И теперь там никому уже не до Хэллоуина.
Там никому уже не до праздников. Праздник будет тогда, когда Италия сможет отмыться от красного и коричневого, праздник будет яркий и светлый...
Праздник будет. Но не для всех.
Село постепенно исчезает из виду — Анжелина и Элайза уходят вдоль петляющего шоссе всё дальше в поля и перелески. Они идут сосредоточенно, смотря себе под ноги и взявшись за руки, чтобы не затеряться в тумане.
И когда от деревни остаются только мерцающие рыжие огоньки, с трудом продирающиеся сквозь глухую синеву, они ступают на заброшенное поле.
— Смотри, Анж!
Они не ищут уже ничего, да и не искали. Просто пытались убежать от людей, пытались убежать от той неизбежности, что была с каждым днём всё ближе. От тихих разговоров в кухнях и в палисадниках, когда-никто-не-слышит. От всеобщей кажущейся беспечности и от обыденности, которая вовсе не была обыденностью. Сбежали, в собственном эгоизме не признаваясь друг другу и не желая облегчить собственную участь, сказав о своих страхах.
Туман обнимает их тусклым, мутным, вязким стеклом, спутывает мысли, навевает стылую дрёму и давит на плечи невыносимой тяжестью. Вокруг шепчется что-то, вороша сухостой. И пальцы вытянутой вперёд руки едва видны.
И лишь слегка проблёскивает что-то в этой сизо-лиловой завеси — тёмное, изменчивое. Элайза снова показывает на неверный силуэт:
— Смотри!
Люди не ходят так — плавно, вкрадчиво, неслышно.
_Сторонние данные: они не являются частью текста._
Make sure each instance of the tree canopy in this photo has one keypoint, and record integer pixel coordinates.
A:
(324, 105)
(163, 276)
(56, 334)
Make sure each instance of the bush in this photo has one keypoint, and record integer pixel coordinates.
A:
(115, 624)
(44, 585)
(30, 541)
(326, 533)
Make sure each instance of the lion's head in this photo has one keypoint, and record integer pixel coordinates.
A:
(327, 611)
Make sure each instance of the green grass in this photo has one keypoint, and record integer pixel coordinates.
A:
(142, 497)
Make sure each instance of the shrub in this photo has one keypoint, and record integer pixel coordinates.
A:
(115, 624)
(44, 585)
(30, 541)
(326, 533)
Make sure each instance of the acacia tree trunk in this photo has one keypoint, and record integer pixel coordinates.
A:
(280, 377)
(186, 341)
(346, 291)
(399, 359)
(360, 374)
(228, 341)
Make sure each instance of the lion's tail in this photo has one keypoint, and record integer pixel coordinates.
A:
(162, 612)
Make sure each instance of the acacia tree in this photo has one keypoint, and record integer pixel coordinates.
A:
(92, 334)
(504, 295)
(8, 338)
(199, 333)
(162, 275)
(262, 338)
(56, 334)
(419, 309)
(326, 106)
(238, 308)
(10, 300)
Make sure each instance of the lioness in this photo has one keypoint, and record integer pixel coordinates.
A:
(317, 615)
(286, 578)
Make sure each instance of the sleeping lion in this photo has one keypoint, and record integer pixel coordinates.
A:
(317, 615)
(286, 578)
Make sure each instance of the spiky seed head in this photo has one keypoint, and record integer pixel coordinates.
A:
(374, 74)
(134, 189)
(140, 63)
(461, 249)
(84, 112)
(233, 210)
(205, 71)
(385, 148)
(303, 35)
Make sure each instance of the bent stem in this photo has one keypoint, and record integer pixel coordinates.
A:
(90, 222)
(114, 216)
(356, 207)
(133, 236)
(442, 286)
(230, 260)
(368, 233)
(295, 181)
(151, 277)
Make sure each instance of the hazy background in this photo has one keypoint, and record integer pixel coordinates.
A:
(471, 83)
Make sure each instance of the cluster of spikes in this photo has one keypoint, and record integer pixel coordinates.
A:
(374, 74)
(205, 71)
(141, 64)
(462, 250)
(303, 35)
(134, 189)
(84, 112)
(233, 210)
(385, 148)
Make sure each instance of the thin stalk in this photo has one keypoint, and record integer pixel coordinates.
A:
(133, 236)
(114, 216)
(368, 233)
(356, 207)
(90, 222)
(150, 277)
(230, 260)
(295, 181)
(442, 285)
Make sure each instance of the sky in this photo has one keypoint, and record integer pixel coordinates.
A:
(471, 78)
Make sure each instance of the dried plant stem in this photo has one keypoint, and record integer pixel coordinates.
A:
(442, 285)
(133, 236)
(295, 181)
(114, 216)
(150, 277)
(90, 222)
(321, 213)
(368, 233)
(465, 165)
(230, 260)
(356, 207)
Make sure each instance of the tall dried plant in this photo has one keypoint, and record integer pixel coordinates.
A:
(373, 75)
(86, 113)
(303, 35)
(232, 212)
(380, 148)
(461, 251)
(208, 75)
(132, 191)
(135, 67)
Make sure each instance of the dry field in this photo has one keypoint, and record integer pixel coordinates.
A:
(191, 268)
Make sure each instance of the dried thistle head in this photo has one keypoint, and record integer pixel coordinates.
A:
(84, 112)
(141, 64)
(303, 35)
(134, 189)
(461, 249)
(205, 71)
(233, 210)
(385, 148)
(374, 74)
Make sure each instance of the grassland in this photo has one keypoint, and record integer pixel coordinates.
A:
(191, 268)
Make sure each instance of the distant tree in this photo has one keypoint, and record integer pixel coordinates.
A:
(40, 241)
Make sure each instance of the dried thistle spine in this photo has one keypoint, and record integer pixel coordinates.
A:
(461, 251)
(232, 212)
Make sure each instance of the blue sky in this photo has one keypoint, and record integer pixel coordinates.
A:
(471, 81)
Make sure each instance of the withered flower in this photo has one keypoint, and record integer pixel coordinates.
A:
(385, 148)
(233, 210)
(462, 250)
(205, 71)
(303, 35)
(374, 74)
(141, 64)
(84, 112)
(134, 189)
Люди не ходят здесь.
Глупый Генри был прав, Генри оказался умнее их, притворяющихся скептичными и циничными взрослыми. Генри знал бы, что делать сейчас, что сказать; но Генри с ними нет, они сами накричали на него и выгнали...
В Хэллоуин творятся странные вещи. Несбыточные. Иррациональные. Уж кому знать, что они иррациональные, как не Анжелине, вечной рационалистке и материалистке.
Если есть ведьма Чинквечеддера, значит, есть и Бог, есть и справедливость; значит, всё, о чём говорят по радио — враньё, Бог не допустил бы второго такого кошмара. Или, может быть, дикторы просто преувеличивают масштабы катастрофы. Может же такое быть?..
Ведьма подходит ближе. Тонко рисуется в грязно-фиолетовой дымке одутловатый, бесформенный, будто взбухший капюшон, мягко рассеивается рыжий свет из тыквенного фонаря, разгоняя сгущающуюся тьму.
Война обойдёт их стороной, правда же?..
Правда! Ведь по-другому просто не может быть!..
...Ведьма исчезает в густом, комковатом тумане — как будто и не было её никогда.
Им остаётся лишь пустое поле.
Пустое поле — рытвины от кротовьих нор и холмики древних могил. Жёлтая пожухлая трава и тоненькие бледные колоски озимых. Пугало в потрёпанном рыжеватом пальто и с хэллоуинской тыквой вместо головы.
Пустое поле и бессердечная мгла. Больше у них ничего не осталось.
В мутном небе кричат журавли. Их клин, как живые ножницы, взрезает подкладку угрюмых облаков.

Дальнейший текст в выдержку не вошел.